4Gamers – Review | Atlas Fallen lets some sand slip through your fingers

With Atlas Fallen, Deck13 Interactive presents another action RPG with its own touch. With, say, The Surge and the first Lords of the Fallen, he’s already shown he can make decent games, but he never manages to deliver stellar ones. Who knows, maybe this time you will work for the brave Atlas Fallen.

Atlas Fallen takes place in a world where humans have been able to collect Essence from the sands that can be found in the world. As a player, you will then be given a special gauntlet that is shoved into your hand, which gives you the option to manipulate these sands in combat and while exploring the world. The story revolves around two gods who each look at humanity in their own way. One is slightly more friendly than the other, and as a player you will naturally find yourself in the middle of it. It’s all a little tacky, but oh well.
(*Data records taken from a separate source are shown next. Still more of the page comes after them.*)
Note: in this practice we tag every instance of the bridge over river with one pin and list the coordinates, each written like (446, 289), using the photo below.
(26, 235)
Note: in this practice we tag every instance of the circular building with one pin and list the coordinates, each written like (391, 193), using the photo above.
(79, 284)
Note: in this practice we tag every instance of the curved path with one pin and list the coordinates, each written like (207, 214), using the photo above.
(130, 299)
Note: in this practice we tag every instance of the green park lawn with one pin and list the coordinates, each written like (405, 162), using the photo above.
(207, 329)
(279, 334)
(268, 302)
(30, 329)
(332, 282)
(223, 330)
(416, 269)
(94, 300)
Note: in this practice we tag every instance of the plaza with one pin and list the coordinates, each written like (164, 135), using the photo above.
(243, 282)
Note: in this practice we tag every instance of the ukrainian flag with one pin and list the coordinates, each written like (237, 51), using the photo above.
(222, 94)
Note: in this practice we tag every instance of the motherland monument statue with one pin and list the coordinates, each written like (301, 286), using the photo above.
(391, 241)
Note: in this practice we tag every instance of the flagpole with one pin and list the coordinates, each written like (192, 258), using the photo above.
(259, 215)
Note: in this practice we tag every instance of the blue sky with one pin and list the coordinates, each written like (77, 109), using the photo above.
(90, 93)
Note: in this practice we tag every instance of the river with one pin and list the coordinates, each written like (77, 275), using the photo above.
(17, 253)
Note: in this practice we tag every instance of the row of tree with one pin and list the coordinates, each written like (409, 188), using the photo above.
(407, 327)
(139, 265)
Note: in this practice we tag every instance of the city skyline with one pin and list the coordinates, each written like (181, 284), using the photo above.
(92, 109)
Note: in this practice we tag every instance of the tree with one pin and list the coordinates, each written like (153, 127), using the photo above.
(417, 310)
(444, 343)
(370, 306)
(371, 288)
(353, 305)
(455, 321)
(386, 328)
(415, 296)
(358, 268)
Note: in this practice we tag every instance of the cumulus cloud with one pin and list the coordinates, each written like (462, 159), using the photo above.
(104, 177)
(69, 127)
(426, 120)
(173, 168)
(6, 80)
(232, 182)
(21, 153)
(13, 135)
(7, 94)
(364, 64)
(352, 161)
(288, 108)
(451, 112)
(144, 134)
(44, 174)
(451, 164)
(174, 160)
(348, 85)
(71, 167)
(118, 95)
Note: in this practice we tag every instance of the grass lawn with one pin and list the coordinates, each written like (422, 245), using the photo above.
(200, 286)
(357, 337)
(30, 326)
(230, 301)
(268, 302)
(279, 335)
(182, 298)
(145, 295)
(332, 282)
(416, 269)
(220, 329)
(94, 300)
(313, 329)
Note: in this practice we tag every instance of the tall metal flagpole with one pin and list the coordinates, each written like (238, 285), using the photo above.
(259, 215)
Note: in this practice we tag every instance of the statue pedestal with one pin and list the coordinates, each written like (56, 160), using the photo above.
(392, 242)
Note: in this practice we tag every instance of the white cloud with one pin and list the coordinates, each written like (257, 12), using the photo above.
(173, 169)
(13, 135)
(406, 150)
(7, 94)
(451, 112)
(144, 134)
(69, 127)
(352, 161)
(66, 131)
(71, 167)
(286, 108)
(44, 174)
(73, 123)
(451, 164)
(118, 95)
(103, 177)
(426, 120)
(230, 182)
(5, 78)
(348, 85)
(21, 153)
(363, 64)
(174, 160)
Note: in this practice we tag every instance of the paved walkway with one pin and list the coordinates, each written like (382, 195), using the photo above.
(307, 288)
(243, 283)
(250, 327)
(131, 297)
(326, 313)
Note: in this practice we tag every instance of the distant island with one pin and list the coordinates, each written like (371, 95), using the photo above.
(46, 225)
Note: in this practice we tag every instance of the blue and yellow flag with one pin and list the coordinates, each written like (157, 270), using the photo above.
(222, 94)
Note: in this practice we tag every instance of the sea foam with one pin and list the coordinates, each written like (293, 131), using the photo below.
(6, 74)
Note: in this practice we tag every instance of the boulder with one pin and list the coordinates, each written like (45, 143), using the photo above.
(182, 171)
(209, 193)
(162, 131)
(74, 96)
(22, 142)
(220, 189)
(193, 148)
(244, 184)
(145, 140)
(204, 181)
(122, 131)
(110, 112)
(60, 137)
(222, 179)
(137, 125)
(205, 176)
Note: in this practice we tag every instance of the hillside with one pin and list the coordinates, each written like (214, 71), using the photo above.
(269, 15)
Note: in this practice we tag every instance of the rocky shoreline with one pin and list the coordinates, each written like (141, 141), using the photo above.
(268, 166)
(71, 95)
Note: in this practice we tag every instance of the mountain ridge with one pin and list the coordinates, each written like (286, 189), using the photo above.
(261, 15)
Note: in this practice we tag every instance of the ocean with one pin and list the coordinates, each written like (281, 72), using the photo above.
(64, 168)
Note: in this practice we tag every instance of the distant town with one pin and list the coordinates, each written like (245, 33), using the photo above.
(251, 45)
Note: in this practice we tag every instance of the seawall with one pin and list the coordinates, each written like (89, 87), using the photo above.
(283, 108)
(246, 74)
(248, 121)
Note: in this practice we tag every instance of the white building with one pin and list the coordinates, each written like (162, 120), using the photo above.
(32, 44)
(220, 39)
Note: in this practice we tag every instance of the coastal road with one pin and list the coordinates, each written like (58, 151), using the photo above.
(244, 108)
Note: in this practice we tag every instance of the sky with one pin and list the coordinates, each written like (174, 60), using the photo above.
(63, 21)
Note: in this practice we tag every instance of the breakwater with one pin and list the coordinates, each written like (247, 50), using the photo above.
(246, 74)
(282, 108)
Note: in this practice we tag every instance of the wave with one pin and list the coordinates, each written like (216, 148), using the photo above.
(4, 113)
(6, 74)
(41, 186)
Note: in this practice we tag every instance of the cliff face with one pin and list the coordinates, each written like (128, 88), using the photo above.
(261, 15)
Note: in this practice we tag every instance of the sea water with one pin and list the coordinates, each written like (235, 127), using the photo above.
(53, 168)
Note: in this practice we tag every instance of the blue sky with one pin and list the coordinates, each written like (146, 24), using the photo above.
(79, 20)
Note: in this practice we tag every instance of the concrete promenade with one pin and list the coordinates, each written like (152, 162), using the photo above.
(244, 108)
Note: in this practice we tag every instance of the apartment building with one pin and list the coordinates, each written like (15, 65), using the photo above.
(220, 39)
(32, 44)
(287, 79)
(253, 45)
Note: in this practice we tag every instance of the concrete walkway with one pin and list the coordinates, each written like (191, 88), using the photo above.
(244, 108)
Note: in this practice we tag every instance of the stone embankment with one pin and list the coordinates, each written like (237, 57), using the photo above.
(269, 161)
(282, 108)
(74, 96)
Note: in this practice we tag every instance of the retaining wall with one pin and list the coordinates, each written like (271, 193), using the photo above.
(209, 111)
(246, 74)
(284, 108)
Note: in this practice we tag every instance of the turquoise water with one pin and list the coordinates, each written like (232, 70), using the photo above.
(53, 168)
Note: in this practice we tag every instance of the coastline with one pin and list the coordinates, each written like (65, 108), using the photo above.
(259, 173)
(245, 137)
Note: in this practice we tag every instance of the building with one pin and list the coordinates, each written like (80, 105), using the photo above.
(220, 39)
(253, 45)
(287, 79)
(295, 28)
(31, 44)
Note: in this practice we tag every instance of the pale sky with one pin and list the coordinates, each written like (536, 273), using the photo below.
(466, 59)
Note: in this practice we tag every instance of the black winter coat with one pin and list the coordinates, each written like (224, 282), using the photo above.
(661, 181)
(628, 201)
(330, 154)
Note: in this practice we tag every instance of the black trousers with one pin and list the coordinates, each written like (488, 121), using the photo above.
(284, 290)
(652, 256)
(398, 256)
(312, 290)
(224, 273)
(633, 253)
The world of Atlas Fallen is very large and there are also a lot of acquaintances for players who love to explore every corner. Thanks to the special sand-gliding technology, you can also cover a lot of distances, especially if you also use some fast rides from time to time.

Deck13 Interactive is also smart enough to break the open world into separate parts here and there. Sometimes you will encounter a loading screen, but this is negligible. These loading screens were surprisingly long on the PS5, even when we died and had to reload the game, for example. We are not used to waiting ten seconds before we can get back to work.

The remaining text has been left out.